Identifying high-end and low-end products is easy, but how do you separate a good attorney from one that isn’t as skilled?  How do you find someone excellent, when you aren’t familiar with the legal system?  Even though you likely haven’t had a chance to observe your potential attorney in a courtroom or in a negotiation, you can look for personal qualities and ask candidates you are considering about their expertise in these areas:  


  • Connections


Connections are extremely important, and you can ask your attorney about his or her professional contacts.  For example, if you case is criminal, you may benefit from an attorney who knows the prosecutor and who has appeared in front of your judge before.  Although those connections may not directly impact the outcome, as both prosecutor and judge are under obligation to be impartial, a personal relationship and experience with those people can help your attorney know the best approach and arguments to make to be compelling to those individuals.  Similarly, in a civil case, your attorney may be able to negotiate more effectively for you if he or she has a good professional relationship with the attorney on the other side.


  • Experience


With the exception of patent law, attorneys don’t get a license to practice in a specific area.  Their state license entitles them to practice any type of law.  Because they aren’t segregated into specialties by licensure, the differentiator between different types of attorneys when it comes to specialties is experience.

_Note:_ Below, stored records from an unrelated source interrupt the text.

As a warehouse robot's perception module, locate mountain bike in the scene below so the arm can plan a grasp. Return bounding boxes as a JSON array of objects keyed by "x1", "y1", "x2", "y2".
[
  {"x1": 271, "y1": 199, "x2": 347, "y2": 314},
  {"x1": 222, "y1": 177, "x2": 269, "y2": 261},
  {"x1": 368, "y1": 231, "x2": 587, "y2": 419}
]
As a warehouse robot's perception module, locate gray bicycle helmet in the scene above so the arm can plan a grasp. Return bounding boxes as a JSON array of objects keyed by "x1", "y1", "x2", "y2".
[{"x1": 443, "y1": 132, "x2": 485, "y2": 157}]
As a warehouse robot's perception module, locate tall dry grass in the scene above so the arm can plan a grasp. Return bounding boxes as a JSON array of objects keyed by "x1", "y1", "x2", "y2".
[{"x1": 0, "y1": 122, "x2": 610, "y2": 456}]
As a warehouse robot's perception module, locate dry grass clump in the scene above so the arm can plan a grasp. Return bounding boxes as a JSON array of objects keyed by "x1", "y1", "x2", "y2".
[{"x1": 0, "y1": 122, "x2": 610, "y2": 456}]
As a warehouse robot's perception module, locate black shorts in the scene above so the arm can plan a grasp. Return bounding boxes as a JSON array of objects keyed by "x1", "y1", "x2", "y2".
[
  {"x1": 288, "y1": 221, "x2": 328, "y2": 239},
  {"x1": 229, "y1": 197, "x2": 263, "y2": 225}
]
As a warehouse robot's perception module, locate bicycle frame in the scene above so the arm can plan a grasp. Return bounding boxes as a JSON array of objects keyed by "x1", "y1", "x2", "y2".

An attorney who is fresh out of law school may have a lot of enthusiasm, but often you will be better served by someone who has practiced for many years.  You can’t underestimate the knowledge that can only be derived from years of doing something.


  • Research Abilities


Research skills are a hallmark of great attorneys.  Find someone who exhibits a genuine interest in all the aspects of your case.  You need someone who will listen and take careful notes as you explain the facts.  A good attorney will look to all the sources of information, whether that includes other witnesses, documents, emails, etc.  You will want someone who will have the tools and know-how to research any legal questions.  Most of all, you’ll want someone who can listen carefully and ask the right questions to fully vet your case.


  • Organizational Skills


You may be surprised to discover that organization skills are one of the most important attributes for an attorney to have, but planning and calendaring are actually essential.  Courts have specific hearing dates and deadlines which must be observed, so you will want someone who has a system to keep track of these dates and who will not procrastinate working on meeting those deadlines.  Some attorneys will request information from their clients at the last minute, which can be problematic.  In some cases, you will be providing your attorney with a variety of types of information and documents, and you need an attorney who is capable of organizing this disparate information into a cohesive defense.


  • Communication


An excellent attorney will be a great communicator.  He or she will be your mouthpiece to a judge, jury, or opposing party.  Your attorney will be the one to help create and tell your story.  You need someone who not only represents you well to others, but who also takes the time to communicate with you as often and as needed.  A common problem that crops up between attorneys and their clients is a breakdown in communication, so make sure you and your attorney speak up front about expectations on both sides for calls and emails and also the cost that will be anticipated with that level of communication.

If you look for an attorney with connections, experience, research abilities, organizational skills, and communication talents, you will likely be in good hands.